One of the five sites under consideration - on a hillside off Flamingo Road - has drawn widespread community opposition.

John O’Connell, PSEG vice president of transmission and distribution, on Wednesday discusses options to improve electricity reliability in the Montauk area. (Credit: Newsday / Mark Harrington)

PSEG Long Island is working from a list of five potential sites for a new electric-system substation in Montauk, including upgrading its existing facility on Fort Pond and a new site north of a town recycling center and away from homes, a PSEG official said Wednesday.

The five sites include a controversial parcel on a hillside off Flamingo Road that has drawn widespread community opposition. PSEG has stressed that its plans for the substation are far from final. The two new sites have not previously been disclosed.

“Residents have raised some valid points” about the Flamingo Road site,” said John O’Connell, PSEG’s vice president of transmission and distribution. “We know they don’t want it there.”

O’Connell said alternatives would be presented to residents in a public meeting in late February or March. Plans for a new substation, which is a facility that steps down high voltage from power plants to lower voltages used in homes and businesses, is central to PSEG’s plan to meet a growing peak load on the South Fork and in Montauk. The plan includes $513 million in upgrades throughout the Hamptons.

The Flamingo Avenue site had raised concerns about aesthetics and impacts on a water-recharge area and a Montaukett Indian burial ground. Robert Pharaoh, chief of the Montaukett Indian Nation, Wednesday said he strongly opposes disturbance of the Flamingo Road site, which sits on ground the tribe considers sacred. “I suggest they consider somewhere else,” he said.

Building on the existing substation site, which sits on a parcel that juts out into Fort Pond on Industrial Road, doesn’t present a flooding or aesthetic issue, O’Connell said, because the utility would raise the facility up to 12 feet. The utility also can design the site, at any location, so that the equipment is hidden inside a closed structure, even one that looks like a residence.

Told of PSEG’s consideration of new alternatives, Shaun de Jesus, who is leading opposition to the Flamingo Road site, called it a “hugely positive” development. He said the site north of the recycling center was “the best possible site.” A spokesman for Suffolk County, which owns that site, didn’t immediately respond to a request for comment. Other sites include a LIPA-owned lot on Shore Road beside a storage battery, and the recycling center on a former landfill. 

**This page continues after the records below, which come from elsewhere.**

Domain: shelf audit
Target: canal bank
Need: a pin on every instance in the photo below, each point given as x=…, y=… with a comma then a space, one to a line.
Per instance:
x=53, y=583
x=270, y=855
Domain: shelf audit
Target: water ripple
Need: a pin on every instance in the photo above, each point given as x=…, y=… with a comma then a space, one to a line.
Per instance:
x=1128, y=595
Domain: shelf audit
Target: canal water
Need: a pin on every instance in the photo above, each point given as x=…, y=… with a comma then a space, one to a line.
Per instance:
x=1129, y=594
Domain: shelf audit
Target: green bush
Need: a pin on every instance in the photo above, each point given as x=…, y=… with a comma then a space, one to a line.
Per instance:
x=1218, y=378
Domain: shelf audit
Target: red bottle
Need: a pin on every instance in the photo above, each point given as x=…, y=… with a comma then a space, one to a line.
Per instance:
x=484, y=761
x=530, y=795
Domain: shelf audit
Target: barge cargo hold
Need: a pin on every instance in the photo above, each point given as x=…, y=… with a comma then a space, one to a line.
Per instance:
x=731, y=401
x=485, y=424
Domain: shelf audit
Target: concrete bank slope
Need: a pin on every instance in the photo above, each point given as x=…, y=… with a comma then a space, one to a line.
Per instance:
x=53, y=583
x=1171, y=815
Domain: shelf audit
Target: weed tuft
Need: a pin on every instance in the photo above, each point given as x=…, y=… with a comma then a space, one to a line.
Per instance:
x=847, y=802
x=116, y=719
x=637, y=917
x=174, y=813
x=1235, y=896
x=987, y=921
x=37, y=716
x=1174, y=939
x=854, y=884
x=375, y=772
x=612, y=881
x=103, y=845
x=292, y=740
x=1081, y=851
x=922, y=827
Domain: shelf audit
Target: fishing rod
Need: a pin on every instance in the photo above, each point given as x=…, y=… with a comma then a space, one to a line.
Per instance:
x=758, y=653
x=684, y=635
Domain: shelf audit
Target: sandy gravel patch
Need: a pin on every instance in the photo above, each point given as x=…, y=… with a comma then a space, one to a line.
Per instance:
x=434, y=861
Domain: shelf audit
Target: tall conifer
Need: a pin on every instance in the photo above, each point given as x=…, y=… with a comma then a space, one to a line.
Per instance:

The plan to build a new substation in Montauk is part of PSEG’s $513 million plan to upgrade the entire South Fork grid to address a growing peak load. While the rest of Long Island is seeking peak-load reductions, the South Fork has been growing by more than 2 percent a year, and could see that increase to as much as 2.6 percent over the next decade, said Anie Philip, director of transmission and distribution planning.

Montauk is “not only bucking the trend on Long Island, it’s bucking the trend everywhere,” said PSEG spokesman David Gaier.

In Montauk, PSEG plans to upgrade a current 4,000-volt distribution network with a 13,000-volt network, while the transmission grid into substations will be upgraded to 33,000 volts from a current maximum 23,000 volts.

While most of the Montauk grid is 50 to 100 years old, it’s not age that necessitates its replacement but higher peak usage, Philips said, with long summer peaks between 1 p.m. and 9 p.m. PSEG has enacted peak-power reduction programs on the South Fork, but they’ve cut peak only around 2 megawatts last year and an expected 7-8 megawatts this year, Philip said.

“It did help us delay some of the work, but it wasn’t enough to forever delay it,” O’Connell said.

O’Connell said newly installed 5-megawatt battery storage unit on Shore Road and temporary generators brought in for the summer helped the company forestall the need for upgrades, but the long-term trend necessitates a new substation and greater capacity on the power lines.